ORF.at: Der Film erzählt die Geschichte durch die Augen eines sechsjährigen Mädchens, wie kam es zu grundsätzlich zu dieser Idee?

Die Idee kommt aus dem Drehbuch: Die Schilderung soll die persönliche Erfahrung des Mädchens sein. Ich dachte immer, die Geschichte ist ein Märchen oder eine Abenteuergeschichte. Aber die eigentlichen Geschehnisse im Film sind keine märchenhaften Abenteuergeschichten, sondern eine Geschichte, die sehr ernsthaft ist, und eine, die wirklich passiert. Das Abenteuer und ihr Heldenmut ist ihre Erfahrung mit der Ernsthaftigkeit der Lage, es ist die Art, wie sie sich selbst sieht, wie sie ihre Mission erlebt. Sie hat nur den Anspruch an sich, und der ist, auf ihren Vater aufzupassen und ihn zu verstehen. Und ich wollte diesen Moment des Heldenmuts umsetzen und ihr Streben nach dem Heldenmut festhalten.
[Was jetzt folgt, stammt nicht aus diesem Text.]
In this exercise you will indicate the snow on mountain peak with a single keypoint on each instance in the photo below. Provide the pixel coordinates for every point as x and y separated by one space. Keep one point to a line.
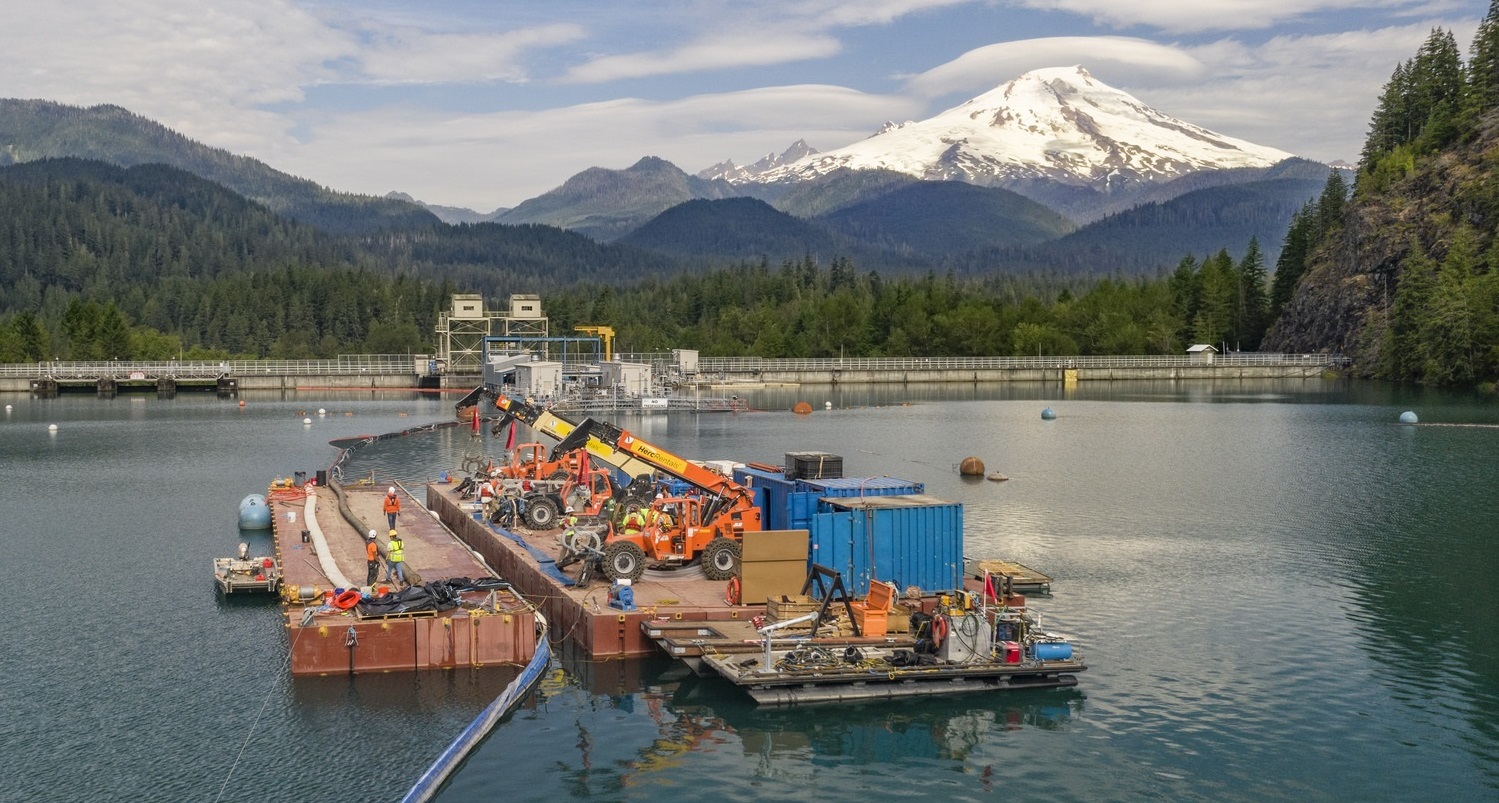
1057 123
ORF.at: Hat die Figur von Hushpuppy in einem weiteren Sinne etwas mit Ihrer eigenen Lebensgeschichte zu tun? Zuerst soll sie für eine Bubenrolle geschrieben worden sein?

Klar. Aber eigentlich ist der Charakter bzw. die Rolle eine Kombination und beeinflusst durch verschiedene Personen: Zum Teil bin es ich, zum Teil Lucy (Alibar; Drehbuch-Koautorin, Anm.) und zum Teil Quenzhane. Und die Rolle hat all unsere Qualitäten, würde ich sagen. Zum größeren Teil basiert die Rolle auf Lucys Kindheitserinnerungen, deshalb haben wir aus der Bubenrolle eine Mädchenrolle gemacht.

ORF.at: Wie lange habt ihr insgesamt für den Film gebraucht?

Für das Drehbuch haben wir eineinhalb Jahre gebraucht. Zum Drehen brauchten wir sechs, sieben Wochen.

Regisseure Benh Zeitlin und Emir Kusturica

ORF.at/Dalibor Manjic

Benh Zeitlin (links), hier im Gespräch mit Regiekollege Emir Kusturica beim Kustendorf-Festival

ORF.at: Welche Filmemacher inspirieren Ihre Werke, Sie haben einmal erzählt, Emir Kusturica sei eine große Inspirationsquelle? Wenn ja, welche seiner Filme im Besonderen?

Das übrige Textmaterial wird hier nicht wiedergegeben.